John Searle Makes A Forceful Case for Studying Consciousness, Where Everything Else Begins

Consciousness is the single most important aspect of our lives, says philosopher John Searle. Why? “It’s a necessary condition on anything being important in our lives,” he says. “If you care about science, philosophy, music, art — whatever — it’s no good if you are a zombie or in a coma.”

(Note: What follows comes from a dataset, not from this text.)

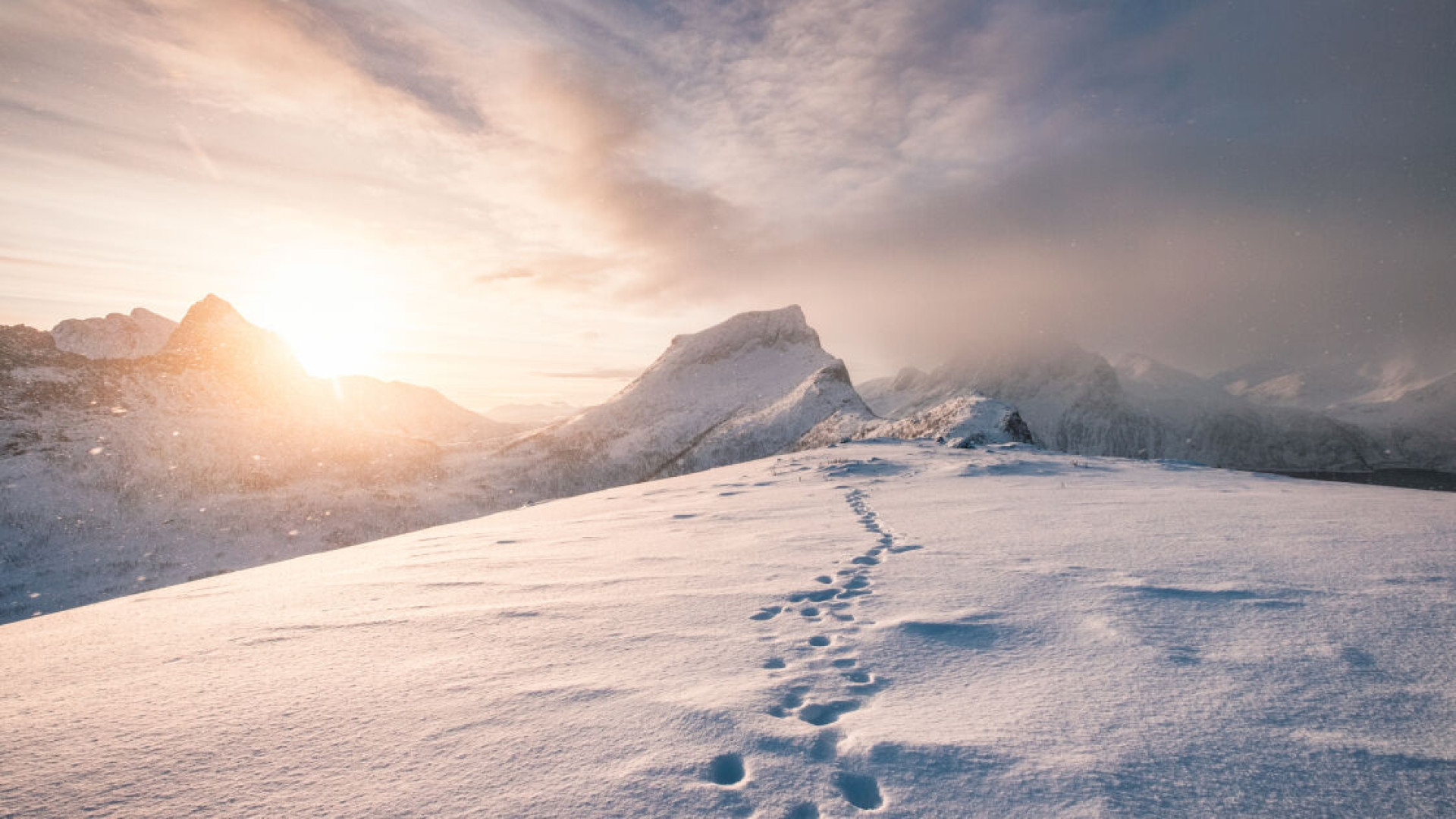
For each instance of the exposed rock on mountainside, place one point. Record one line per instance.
(746, 388)
(117, 335)
(218, 452)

Searle is one of today’s preeminent philosophers of mind. Author of the famous “Chinese Room” argument against the possibility of true artificial intelligence, Searle has been a persistent thorn in the side of those who would reduce consciousness to computation, or conflate it with behavior. Despite its intrinsically subjective nature, consciousness is an irreducible biological phenomenon, he says, “as much subject to scientific analysis as any other phenomenon in biology, or for that matter the rest of science.”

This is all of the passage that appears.